Climate Change Denial & the Carbon-Combustion Complex

Written by Naomi Oreskes and Eric M. Conway who are both history of science professors at Harvard and the California Institute of Technology respectively, The Collapse of Western Civilization: A View from the Future (2014) is not a dystopian novel; it is an essay. It is an essay divided into three parts, which tells the ominous tale of potential future events in the world that are the result of very real climate change and the willful ignorance of it. The essay is written from the perspective of a future historian living in the Second People’s Republic of China and recounts the events of the Period of the Penumbra (1988-2093), also known as the collapse of western civilization.
The essay is not dystopian fiction because it does not bear any of the hallmarks of dystopian literature. A dystopia by definition is an imagined universe in which oppressive societal control and the illusion of a perfect society are maintained through corporate, bureaucratic, technological, moral, or totalitarian control. Through exaggerated, worse-case scenarios, dystopian novels make criticisms about current trends, societal norms, and/or political systems. While the essay is not dystopian fiction, it does nestle neatly alongside the genre. Oreskes and Conway’s, The Collapse of Western Civilization: A View from the Future functions similarly to dystopian fiction in that it serves as a cautionary tale for its readers, but it does not set out to define an imaginary society; rather, it looks back on the society we live in now and the potential disasters that we are currently facing.
Oreskes and Conway refer to many aspects of contemporary society in their essay that are related to or directly impact climate change. One aspect they discuss and define as being a driver of climate change and climate change denial is the carbon-combustion complex. The carbon-combustion complex, sometimes referred to as the carbon-civilization combustion complex, is “the interlinked fossil fuel extraction, refinement, and combustion industries, financiers, and government ‘regulatory’ agencies that enabled and defended destabilization of the world’s climate in the name of employment, growth, and prosperity.” The carbon-combustion complex works similarly to the military-industrial complex in that it works for the benefit of those involved rather than for the benefit of all as a national or global whole.
Historically, industry and science have been viewed as companions; the advancements of the later driving the evolution of the former. However, during the late 1980s and early 1990s, the symbiotic relationship between industry and science became strained as scientific evidence mounted to show that the practices of the carbon-combustion complex were increasing CO2 and other greenhouse gas emissions, causing man-made global warming. Through global intergovernmental conventions (IPCC in 1988 and UNFCCC in 1992), environmental scientists and other leading scientists were able to bring the severity and eminent threat of global climate change to the global stage. This threatened the carbon-combustion complex because these scientists proposed the reduction and eventual elimination of carbon-based fossil fuels as an energy resource. Oreskes and Conway state that “…when environmental science showed that government action was needed to protect citizens and the natural environment from unintended harms, the carbon-combustion complex began to treat science as an enemy to be fought by whatever means necessary.” The power and financial fortitude of the carbon-combustion complex facilitated its ability to discredit and shame scientists in the early 1990s, leading to the phenomena of climate change denial.
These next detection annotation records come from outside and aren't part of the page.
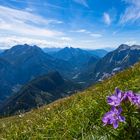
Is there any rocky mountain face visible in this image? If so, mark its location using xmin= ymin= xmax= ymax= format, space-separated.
xmin=0 ymin=72 xmax=81 ymax=115
xmin=0 ymin=44 xmax=72 ymax=101
xmin=50 ymin=47 xmax=99 ymax=70
xmin=77 ymin=44 xmax=140 ymax=84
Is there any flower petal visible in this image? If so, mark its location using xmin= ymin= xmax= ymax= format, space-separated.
xmin=113 ymin=121 xmax=118 ymax=129
xmin=119 ymin=116 xmax=125 ymax=122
The scientific fields associated with the study of climate change also worked against themselves. Scientists are held to stringent guidelines that have been formulated and reinforced through decades and centuries of scientific inquiry. These guidelines include such things as the scientific method and guidelines on what constitutes a valid experiment. Oreskes and Conway chose to focus on the 95% confidence level common to most scientific research to explain how scientists themselves inadvertently worked towards climate change denial.
A confidence level is a fancy way of stating the degree to which scientists or statisticians believe in the truth of their statements. Conventional wisdom holds that when lives matter, higher confidence levels should be employed to ensure that lives are not put at risk. This is counterintuitive when contemplating such things as climate change because society as a whole can only benefit from the changes that would be implemented to prevent climate change, not be harmed by them. The downfall of the 95% confidence level is the corresponding 5% significance level. When evaluating significance, you must accept the status quo if your significance is not within that 5%. That is a very small window and a lot of important research was rejected as being untrue because it failed to fit into that small window.
The 95% confidence interval/level that is pervasive in contemporary science and statistics is an arbitrary construct similar to social constructs that have recently been accepted as arbitrary such as gender and race. There is no hard rule that demands a 95% confidence level for any scientific inquiry and contemporary statistics software packages prove this in allowing the user to choose their own confidence level (although 85, 95, and 99 are the most common).
Ultimately, because there is no rule that demands such a high confidence level, there is reason to consider and accept the likelihood of events with lower confidence levels. The essay rightfully claims that if we, as a society and a scientific collective, set aside this arbitrary ‘necessity’ for proof of existence, we could more firmly have believed and believe in climate change and therefore work to prevent it.